November 2, 2009
Processed Food May Increase Depression
New research suggests that eating a diet high in processed food increases the risk of depression, BBC News reported.
A team of researchers from the University College London found that people who ate plenty of vegetables, fruit and fish actually had a lower risk of depression.
The British Journal of Psychiatry report compared dietary data on 3,500 middle-aged civil servants with depression data five years later.
The study is the first to look at the UK diet and depression.
Participants were split into two groups: those who ate a diet largely based on whole foods, which includes lots of fruit, vegetables and fish, and those who ate a mainly processed food diet, such as sweetened desserts, fried food, processed meat, refined grains and high-fat dairy products.
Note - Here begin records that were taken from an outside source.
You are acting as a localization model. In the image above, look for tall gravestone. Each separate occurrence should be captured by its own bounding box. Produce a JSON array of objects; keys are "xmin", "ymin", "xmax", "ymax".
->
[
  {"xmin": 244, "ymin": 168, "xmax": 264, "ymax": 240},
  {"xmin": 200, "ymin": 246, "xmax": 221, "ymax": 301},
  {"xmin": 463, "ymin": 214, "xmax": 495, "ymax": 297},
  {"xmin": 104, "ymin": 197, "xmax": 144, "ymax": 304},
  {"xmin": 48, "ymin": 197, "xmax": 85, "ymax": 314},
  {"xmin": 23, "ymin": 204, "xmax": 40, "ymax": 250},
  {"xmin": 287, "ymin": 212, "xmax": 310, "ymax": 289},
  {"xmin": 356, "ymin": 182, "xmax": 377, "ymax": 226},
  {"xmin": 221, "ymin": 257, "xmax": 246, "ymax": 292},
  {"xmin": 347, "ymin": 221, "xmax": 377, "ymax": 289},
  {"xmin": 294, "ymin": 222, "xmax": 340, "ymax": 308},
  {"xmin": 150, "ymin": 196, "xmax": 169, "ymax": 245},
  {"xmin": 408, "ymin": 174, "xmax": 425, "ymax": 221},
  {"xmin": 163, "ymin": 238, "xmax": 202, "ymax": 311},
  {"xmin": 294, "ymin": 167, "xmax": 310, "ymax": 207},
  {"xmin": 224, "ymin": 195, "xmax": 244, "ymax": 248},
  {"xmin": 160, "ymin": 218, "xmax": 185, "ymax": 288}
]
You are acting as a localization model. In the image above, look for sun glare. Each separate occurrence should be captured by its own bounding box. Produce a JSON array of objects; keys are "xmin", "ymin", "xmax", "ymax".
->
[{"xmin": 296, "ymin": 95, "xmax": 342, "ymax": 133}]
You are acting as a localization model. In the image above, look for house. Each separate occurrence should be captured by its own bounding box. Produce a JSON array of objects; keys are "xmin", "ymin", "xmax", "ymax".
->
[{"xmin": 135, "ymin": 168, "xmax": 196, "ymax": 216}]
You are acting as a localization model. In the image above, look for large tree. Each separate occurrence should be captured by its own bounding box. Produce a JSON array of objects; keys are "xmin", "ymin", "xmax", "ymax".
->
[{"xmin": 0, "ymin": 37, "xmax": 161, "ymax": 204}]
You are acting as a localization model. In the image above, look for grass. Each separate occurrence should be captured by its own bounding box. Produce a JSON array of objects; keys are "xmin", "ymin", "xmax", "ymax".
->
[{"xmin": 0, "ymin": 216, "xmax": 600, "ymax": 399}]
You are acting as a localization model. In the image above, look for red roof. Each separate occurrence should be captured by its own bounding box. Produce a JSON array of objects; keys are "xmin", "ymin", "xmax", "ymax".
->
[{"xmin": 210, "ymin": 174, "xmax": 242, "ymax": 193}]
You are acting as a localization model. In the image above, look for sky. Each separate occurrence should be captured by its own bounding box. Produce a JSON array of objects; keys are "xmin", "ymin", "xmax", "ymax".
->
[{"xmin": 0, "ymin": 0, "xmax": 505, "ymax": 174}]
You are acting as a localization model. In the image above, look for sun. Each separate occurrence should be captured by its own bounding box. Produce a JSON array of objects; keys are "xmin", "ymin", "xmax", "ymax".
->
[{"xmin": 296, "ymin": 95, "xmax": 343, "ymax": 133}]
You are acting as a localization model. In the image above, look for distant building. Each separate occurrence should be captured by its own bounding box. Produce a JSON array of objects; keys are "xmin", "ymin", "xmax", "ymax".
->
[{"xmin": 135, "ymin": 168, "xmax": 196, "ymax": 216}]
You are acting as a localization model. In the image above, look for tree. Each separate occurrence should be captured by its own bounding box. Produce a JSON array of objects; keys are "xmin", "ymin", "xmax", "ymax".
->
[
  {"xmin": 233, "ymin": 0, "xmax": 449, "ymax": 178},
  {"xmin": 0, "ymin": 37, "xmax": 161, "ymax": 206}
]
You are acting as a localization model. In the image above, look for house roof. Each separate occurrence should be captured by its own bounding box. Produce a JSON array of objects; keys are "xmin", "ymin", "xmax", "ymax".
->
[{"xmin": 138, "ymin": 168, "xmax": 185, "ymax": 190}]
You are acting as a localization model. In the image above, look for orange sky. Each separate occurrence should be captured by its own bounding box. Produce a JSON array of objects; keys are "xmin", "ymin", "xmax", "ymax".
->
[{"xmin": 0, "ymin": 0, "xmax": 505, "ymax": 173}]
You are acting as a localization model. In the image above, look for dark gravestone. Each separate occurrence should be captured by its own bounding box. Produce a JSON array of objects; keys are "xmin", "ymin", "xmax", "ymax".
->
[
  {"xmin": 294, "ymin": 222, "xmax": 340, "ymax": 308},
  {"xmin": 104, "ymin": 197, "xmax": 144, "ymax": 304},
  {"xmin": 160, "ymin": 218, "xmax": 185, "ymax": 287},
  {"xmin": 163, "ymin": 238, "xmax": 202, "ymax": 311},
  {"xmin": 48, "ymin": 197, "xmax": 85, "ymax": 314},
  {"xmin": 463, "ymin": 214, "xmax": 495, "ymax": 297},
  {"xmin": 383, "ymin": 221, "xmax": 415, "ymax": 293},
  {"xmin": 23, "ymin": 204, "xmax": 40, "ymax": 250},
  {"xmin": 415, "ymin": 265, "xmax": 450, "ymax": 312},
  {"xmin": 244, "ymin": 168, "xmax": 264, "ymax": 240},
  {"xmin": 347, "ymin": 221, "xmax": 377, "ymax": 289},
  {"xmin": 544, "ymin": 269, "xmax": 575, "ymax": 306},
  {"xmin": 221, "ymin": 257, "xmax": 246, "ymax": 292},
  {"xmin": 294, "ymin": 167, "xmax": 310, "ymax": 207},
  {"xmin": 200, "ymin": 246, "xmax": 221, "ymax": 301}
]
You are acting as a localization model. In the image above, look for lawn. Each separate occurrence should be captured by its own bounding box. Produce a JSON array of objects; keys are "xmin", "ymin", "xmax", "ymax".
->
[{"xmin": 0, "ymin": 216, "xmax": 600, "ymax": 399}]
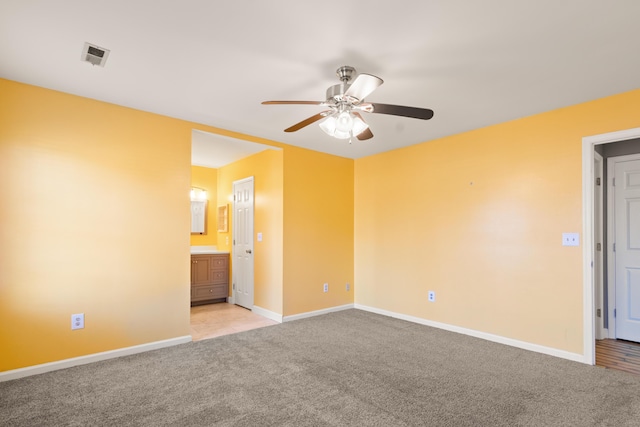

They found a significant difference in future depression risk with the different diets, after accounting for factors such as gender, age, education, physical activity, smoking habits and chronic diseases.
A 26 percent lower risk of future depression was noted for those who ate the most whole foods compared to those who ate the least whole foods. Also, those with a diet high in processed food had a 58 percent higher risk of depression than those who ate very few processed foods.
While there was no association with diet and previous diagnosis of depression, the researchers cannot totally rule out the possibility that people with depression may eat a less healthy diet.
There is a chance the finding could be explained by a lifestyle factor we had not accounted for, according to study author Dr. Archana Singh-Manoux.
"A Mediterranean diet was associated with a lower risk of depression but the problem with that is if you live in Britain the likelihood of you eating a Mediterranean diet is not very high. So we wanted to look at bit differently at the link between diet and mental health," Singh-Manoux said.
Nutritionists are currently unable to explain why some foods may protect against or increase the risk of depression. However, there may be a link with inflammation reminiscent to conditions like heart disease.
"This study adds to an existing body of solid research that shows the strong links between what we eat and our mental health. Major studies like this are crucial because they hold the key to us better understanding mental illness," said Dr. Andrew McCulloch, chief executive of the Mental Health Foundation.
He warned that people's diets are becoming increasingly unhealthy and said the UK population is consuming less nutritious, fresh produce and more saturated fats and sugars.
"We are particularly concerned about those who cannot access fresh produce easily or live in areas where there are a high number of fast food restaurants and takeaways," he said.
"Physical and mental health are closely related, so we should not be too surprised by these results, but we hope there will be further research which may help us to understand more fully the relationship between diet and mental health," said Margaret Edwards, head of strategy at the mental health charity SANE.